By Jonathan Klotz | Published

The 1980s were a strange time for the anime industry as it was filled with wild experiments, from the sci-fi classic Akira to the comedy martial arts series Dragon Ball, but in between the studios pushing the industry forward were countless series that tread on well-worn ground. Wrath of the Ninja is one of these overlooked movies that can’t be compared to any of the icons of the era, but it’s far superior to what American audiences were getting at the time.


Released in 1989, Wrath of the Ninja combines the three-episode OVA (original video animation, which means it’s direct-to-video) series Sengoku Kitan Yotoden into a feature film. Mangling Japanese releases for the Western audience was common at the time, which is what happened to Robotech and Macross, and again, in this case, the Western release was significantly shorter, by 45 minutes, or another way to measure it, one entire episode of content.

Nobunaga Oda Is Japan’s Default Villain

Wrath of the Ninja is set during the Sengoku period in Japan, which means that, yes, Nobunaga Oda is the main villain, ravaging the countryside with a demonic army. Two survivors of the attacks on their villages join forces, Ayame and Sakon (voiced by Solid Snake, David Hayter), with the ninja Kogure, and each wields a demonic weapon capable of killing Nobunaga Oda. Honestly, the plot doesn’t matter; it’s as by the numbers as they come; the highlight of this anime is the fights

Gets Right To The Good Parts

The trio in Wrath of the Ninja goes up against Nobunaga’s demon officers, including a spider monster that blows up heads Scanners-style, and the very creepy, very terrifying Kagami, who brings the dead to life by crying. Every character has a signature weapon and fighting style, making them easily distinctive from one another and giving the feel that the heroes are clearing levels in a video game. It’s basic, it’s formulaic, but it’s also good old-fashioned fun, and for the most part, it works.
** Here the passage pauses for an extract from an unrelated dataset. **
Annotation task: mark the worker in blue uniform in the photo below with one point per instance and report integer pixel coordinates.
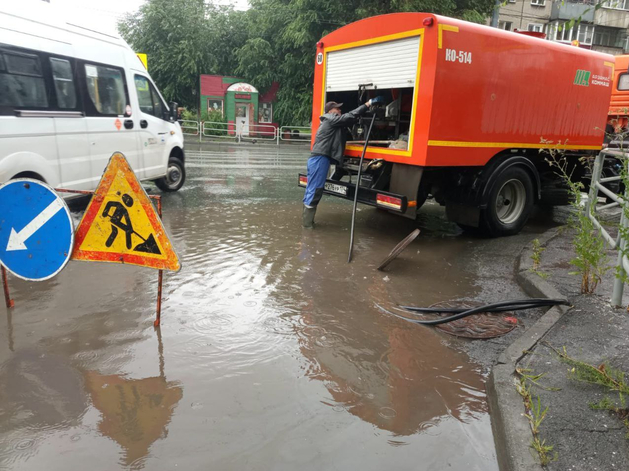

None of the characters are particularly deep, but they don’t have to be; you get a few snippets of personality, from “calm,” “rushes in,” to “emotional.” And that’s all you really need because, again, you’re here for the combat, which doesn’t hold up compared to modern battle Shonen like Bleach or Naruto, but it gets right to the good parts.

No Deep Thought Required

I watched Wrath of the Ninja recently after finding the highly stylized Golgo 13: The Professional, another 80s anime movie. The latter has a more distinct animation style, but the former is ideal for getting together with fellow anime nerds and shouting at the screen. There’s blood, betrayals, and less-than-shocking deaths, so it’s an 80s B-movie that happens to be animated.

A Part Of Anime History


At the end of the day, I can only recommend Wrath of the Ninja if you’re like me and want to fill in historical gaps in your anime knowledge or, ideally, if you have a group of people who want to shut off your brains and watch something that’s simple, but crowd-pleasing. If you want a ninja anime, Ninja Scroll came out a few years later and is far superior, while the recent modern anime, Ninja Kamui, is exceptional.

All that said, just as schlocky 80s action films have their place, so too does Wrath of the Ninja, which is available to watch through Video On Demand on Amazon Prime.